Air Pollution Raises Cardiac Arrest Risk: Study Urges Action on Environmental Health

November 14, 2025
Air Pollution Raises Cardiac Arrest Risk: Study Urges Action on Environmental Health
  • Particulate matter also raises risk on the day of exposure, with PM2.5 tied to a 3% increase and PM10 to about 2.5%.

  • Urban areas show stronger associations, but rural towns are affected too, with effects most pronounced during warmer months, hinting at heat-pollution interactions.

  • Associations appear even below current legal pollutant limits, suggesting there may be no safe exposure threshold for this outcome.

  • The authors frame air quality as a short-term cardiovascular risk factor and urge integrating environmental data into health forecasting and emergency response.

  • Project partners include the German Aerospace Center and the Group on Earth Observation, coordinated by the World Meteorological Organization.
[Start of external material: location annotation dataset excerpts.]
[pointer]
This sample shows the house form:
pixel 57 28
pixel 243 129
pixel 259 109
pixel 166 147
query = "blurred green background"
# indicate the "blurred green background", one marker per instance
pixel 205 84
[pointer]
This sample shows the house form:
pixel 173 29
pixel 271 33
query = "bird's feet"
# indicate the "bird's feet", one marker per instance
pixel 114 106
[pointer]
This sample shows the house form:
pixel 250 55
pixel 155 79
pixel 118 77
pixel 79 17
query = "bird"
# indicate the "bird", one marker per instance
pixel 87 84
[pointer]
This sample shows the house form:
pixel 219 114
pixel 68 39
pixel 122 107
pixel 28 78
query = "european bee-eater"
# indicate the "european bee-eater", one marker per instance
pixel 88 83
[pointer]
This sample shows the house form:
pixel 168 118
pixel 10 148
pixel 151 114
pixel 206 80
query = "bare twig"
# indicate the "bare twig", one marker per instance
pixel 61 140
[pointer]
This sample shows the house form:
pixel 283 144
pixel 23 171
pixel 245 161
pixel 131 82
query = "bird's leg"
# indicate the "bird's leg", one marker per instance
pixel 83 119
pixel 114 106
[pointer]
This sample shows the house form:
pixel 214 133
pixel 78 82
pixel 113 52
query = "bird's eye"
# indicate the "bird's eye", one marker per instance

  • Policy implications point toward prevention and management during high-pollution periods, with ties to the CLIMA-CARE project using satellite data to analyze environmental impacts on health and emergency services in Lombardy.

  • Lead author Amruta Umakant Mahakalkar and colleagues advocate preventive adaptation and a One-Health approach to address climate-related health risks at the population level.

  • The study integrates satellite data and earth observation to relate air quality to cardiac risk, providing a framework for health agencies and policymakers.

  • Overall, the findings emphasize immediate cardiovascular risk from air pollution and the need to operationalize environmental data in health planning for Lombardy.

  • A Politecnico di Milano study of 37,613 out-of-hospital cardiac arrests in Lombardy from 2016 to 2019 links daily air pollutant levels to cardiac risk.

  • Researchers used Copernicus satellite data to measure NO2, PM2.5, PM10, O3, and CO and applied spatio-temporal models to identify associations with cardiac events.

  • The analysis shows NO2 has a strong link to risk, with a 10 μg/m³ rise associated with a 7% increase in cardiac arrest risk over the next 96 hours.